どざえもん【土左衛門】
(享保頃の江戸の力士・成瀬川土左衛門の身体が肥大であったため、世人が溺死体の膨れあがった様子を彼になぞらえ戯れたことに由来)
= 溺死者の遺体。
―『広辞苑』
なんという由来だろうかと思いますが、これは別に警察の鑑識課職員の話ではありません。
先日、なにげなく
「あんあんあん、とっても大好き…」
と歌っていたところ、何度挑戦しても、どうしても「土左衛門」となってしまうのです。
ファンの方からすれば「作品への冒涜だ」と怒られそうですが、そうとしか歌えなかったので、ここはどうかご容赦ください。
以前「ほら貝事件」のときにお話した通り、私は手術で上あごの半分を取り除いており、上の歯がほとんどありません。普段は義歯を装着しているので日常生活に大きな支障はないのですが、義歯をはずしたまま例の歌を歌おうとすると、どうしても鑑識課職員が遺体検分の現場で口ずさみそうな内容になってしまうのです。
そんなわけで、歯の大切さを痛感しています。
しゃべるだけでなく、食べることにも直結するからです。
義歯では、かたいものを食べるのが苦手です。たとえば、3パック千円のちょっとお得な厚切り豚肩ロースを焼きすぎてしまった場合、私はまるでかたいものを食べる犬のように、頭を振りながら、
「んがっ、んがっ」
と声を出して食べることになります。
まあ、これはこれで面白いと言えば面白いのですが、外食が減ったのはやはりこのあたりが理由です。
歯は大事です。
ただ、「白い歯がよい」という最近の風潮には、ちょっと疑問があります。
日本の伝統色である「象牙色」こそ、日本人の歯の色としてもっとも自然で美しいのではないか――と、私は思っています。
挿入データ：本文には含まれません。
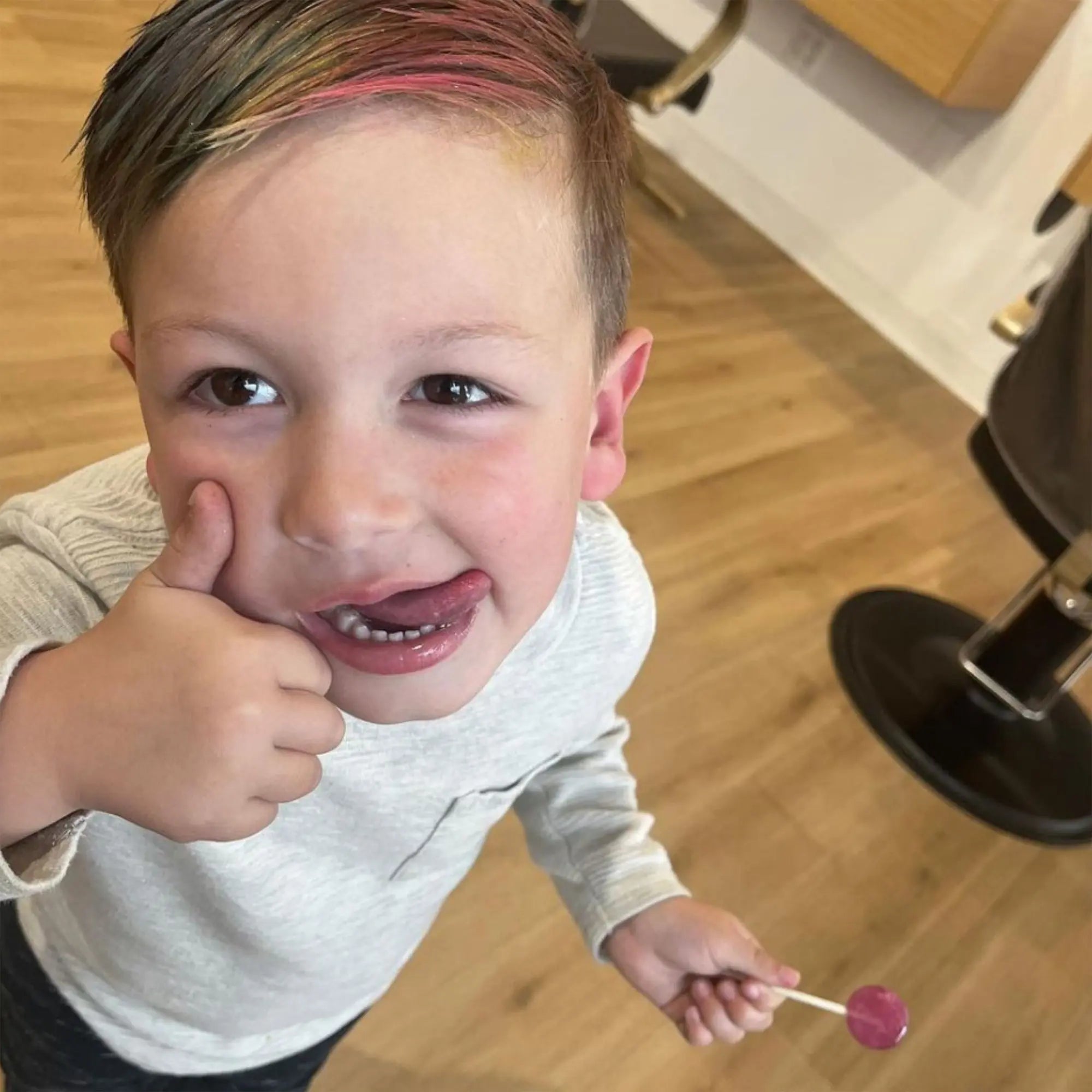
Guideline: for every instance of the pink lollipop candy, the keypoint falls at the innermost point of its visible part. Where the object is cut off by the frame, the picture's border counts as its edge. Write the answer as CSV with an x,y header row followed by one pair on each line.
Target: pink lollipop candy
x,y
877,1018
……まあ、そもそも歯がない私が言っても説得力はないのですが。
どうやら私の連れは、この「白い歯信仰」の持ち主のようです。
私は今のままでも健康的で素敵な象牙色だと思っていたのですが、それを伝えると、連れはこう言いました。
「歯のない男がなにをぬかすか。私は自分の歯にコンプレックスがあるのだ。歯っ欠けの片目は黙っておれ! ハッハッハ!」
先日、草木も眠る丑三つ時、私はトイレに起きて、真っ暗な廊下に立っていました。
ふと、背後に人の気配を感じておそるおそる振り向くと――
そこには、青白く光る歯が浮かんでいたのです。
「ドクン」と心臓が鳴り、私は冷たい手で胸をわしづかみにされたようになり、悲鳴を上げることさえできませんでした。
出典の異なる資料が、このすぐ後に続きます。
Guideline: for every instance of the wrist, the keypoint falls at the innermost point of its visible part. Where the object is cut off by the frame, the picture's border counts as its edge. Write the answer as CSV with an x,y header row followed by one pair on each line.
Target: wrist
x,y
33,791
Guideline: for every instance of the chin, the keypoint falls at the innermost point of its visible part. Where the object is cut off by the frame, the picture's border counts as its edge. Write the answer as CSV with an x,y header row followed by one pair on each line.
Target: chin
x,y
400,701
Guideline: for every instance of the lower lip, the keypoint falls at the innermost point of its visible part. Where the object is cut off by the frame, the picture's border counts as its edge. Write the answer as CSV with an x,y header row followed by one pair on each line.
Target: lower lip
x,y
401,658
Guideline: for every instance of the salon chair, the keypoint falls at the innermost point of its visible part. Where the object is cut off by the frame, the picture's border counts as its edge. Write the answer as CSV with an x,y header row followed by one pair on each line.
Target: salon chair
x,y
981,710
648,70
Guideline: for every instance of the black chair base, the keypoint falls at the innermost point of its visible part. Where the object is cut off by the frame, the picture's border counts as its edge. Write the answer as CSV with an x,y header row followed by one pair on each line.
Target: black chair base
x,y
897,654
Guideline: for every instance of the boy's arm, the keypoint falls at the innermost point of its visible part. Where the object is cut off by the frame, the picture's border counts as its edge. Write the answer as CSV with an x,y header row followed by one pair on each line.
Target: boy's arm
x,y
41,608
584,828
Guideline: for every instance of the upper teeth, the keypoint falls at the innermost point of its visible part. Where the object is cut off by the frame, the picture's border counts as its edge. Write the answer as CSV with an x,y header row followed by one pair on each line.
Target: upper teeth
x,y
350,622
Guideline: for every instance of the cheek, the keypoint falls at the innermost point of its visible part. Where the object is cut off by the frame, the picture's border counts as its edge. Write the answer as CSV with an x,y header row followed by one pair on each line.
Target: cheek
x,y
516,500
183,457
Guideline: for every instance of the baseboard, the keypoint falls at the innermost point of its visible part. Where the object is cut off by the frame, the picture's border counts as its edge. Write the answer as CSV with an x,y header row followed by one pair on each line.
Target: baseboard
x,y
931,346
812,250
腰が抜けそうになったのを、必死にこらえて立ち尽くします。
そこに立っていたのは、歯を白くする器具をくわえた連れでした。
青白い光を口から放ちながら、ふわりと浮かぶような笑顔をこちらに向けています。
――ホラー映画か。
そう思った私は、心から思いました。
「トイレのあとでよかった…」
【おわりに】
今回の話は、がんの話でも医療の話でもありませんでしたが――
それでも私は、歯があること、声が出ること、笑えること、
そして、夜中に青白く光る誰かがいること……
すべてが、愛おしい人生の一部なのだと、しみじみ思うのです。